The “Beyhive” is swarming again. Major media outlets and the Internet are awash in a cacophonous buzzing after the release of Beyoncé’s latest album "Lemonade" on April 23, accompanied by an hour-long HBO special. The release went unannounced and unsupported by the music industry’s standard promotional machine, instead relying on a carefully crafted feeling of anticipation.
This isn’t the first time Beyoncé decided to set aside traditional marketing and PR in lieu of courting the unexpected. In fact, it’s in some ways become a staple of her public persona. And Beyoncé and her team are so good at it they make it look almost effortless.

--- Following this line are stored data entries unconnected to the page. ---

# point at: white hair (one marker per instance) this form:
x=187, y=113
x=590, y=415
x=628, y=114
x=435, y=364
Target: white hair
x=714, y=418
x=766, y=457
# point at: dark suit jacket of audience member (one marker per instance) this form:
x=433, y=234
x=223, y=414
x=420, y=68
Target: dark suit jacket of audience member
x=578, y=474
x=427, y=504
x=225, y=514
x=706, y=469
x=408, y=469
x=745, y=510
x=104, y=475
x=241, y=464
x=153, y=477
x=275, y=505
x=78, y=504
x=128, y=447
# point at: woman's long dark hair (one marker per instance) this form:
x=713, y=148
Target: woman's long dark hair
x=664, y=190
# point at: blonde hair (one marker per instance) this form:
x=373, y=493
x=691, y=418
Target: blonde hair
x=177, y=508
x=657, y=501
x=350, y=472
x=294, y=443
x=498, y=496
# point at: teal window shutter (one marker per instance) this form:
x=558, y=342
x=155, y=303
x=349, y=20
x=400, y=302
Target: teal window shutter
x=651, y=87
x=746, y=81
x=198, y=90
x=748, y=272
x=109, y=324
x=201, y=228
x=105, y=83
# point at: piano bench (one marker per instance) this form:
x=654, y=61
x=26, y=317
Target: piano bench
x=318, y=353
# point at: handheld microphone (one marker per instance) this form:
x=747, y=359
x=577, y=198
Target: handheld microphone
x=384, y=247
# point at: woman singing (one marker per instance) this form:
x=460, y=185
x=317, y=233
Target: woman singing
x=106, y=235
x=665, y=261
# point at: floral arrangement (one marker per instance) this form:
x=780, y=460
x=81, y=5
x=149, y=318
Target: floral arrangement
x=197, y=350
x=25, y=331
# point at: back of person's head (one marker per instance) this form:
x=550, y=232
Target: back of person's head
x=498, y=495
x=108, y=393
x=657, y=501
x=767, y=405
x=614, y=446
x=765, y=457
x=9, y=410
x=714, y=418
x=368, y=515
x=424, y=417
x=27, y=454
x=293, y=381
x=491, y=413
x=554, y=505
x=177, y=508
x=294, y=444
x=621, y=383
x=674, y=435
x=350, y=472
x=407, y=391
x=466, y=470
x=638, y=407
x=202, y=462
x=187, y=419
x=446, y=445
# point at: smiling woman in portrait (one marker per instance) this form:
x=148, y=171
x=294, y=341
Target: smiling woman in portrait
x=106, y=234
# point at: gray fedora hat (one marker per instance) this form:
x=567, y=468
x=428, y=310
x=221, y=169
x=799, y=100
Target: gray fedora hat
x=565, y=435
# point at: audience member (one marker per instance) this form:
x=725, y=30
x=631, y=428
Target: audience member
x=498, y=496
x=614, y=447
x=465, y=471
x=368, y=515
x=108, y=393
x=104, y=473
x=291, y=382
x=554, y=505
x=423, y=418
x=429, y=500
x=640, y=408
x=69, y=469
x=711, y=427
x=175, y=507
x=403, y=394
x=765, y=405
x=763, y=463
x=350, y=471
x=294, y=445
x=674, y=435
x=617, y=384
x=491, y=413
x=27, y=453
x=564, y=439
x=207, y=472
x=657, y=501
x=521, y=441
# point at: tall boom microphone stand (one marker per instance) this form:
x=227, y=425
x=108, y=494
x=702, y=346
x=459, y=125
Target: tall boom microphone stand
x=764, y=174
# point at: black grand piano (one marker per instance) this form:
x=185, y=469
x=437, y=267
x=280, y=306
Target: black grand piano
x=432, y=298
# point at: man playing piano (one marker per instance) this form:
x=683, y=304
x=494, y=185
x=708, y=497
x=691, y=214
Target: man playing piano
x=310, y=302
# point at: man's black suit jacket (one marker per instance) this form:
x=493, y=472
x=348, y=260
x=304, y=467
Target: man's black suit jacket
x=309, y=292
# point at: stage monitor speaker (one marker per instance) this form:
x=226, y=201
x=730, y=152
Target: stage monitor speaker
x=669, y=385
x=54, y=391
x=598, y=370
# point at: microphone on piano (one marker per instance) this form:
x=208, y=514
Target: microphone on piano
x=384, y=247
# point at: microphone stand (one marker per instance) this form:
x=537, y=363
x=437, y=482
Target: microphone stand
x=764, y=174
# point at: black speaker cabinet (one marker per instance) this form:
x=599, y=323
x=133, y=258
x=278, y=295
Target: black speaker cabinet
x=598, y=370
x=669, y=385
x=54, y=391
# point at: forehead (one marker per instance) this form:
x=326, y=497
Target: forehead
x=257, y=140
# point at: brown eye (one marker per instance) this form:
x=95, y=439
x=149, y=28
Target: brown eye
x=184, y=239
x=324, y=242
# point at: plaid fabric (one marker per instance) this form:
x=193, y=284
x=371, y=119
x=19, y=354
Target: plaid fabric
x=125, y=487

It’s impossible for PR pros to stack up against the cultural powerhouse that she’s become over the years—when her messages get transmitted, all others get muffled. As one of the most popular recording artists of recent memory, she’s built a kind of rabid following that is near impossible for brands to compete against or replicate.
Even though communicators don’t work with the same level of exposure, there are a few things about Beyoncé’s marketing style that PR pros would be remiss to ignore.
With her last two albums, Beyoncé has embraced video in ways that few artists have. She’s gone beyond the basic format for music videos and created multimedia experiences out of her music. In an era when every piece of text needs to be accompanied by visual media, Beyoncé capitalizes on the growing trend by making her music almost inseparable from the accompanying video. The importance of multimedia is old news to PR pros, but it’s important to keep experimenting and finding new ways to infuse rich media elements into campaigns. Even the bedrock of PR—the press release—has become a hotbed for varied media content.
Most fans and media watchers already knew that "Lemonade" was going to be a surprise release. But carefully dropped clues and opaque announcements kept the public speculating about the album’s release long before the HBO special was announced. Beyoncé may be unique in terms of her loyal following and name recognition, but the courting of mystery and the accompanying surprise can be valuable tools for any communications team. Even though burying the lead is rarely a good thing, embracing Beyoncé’s abstract and often cryptic style of communication can help build excitement around important business announcements and product launches.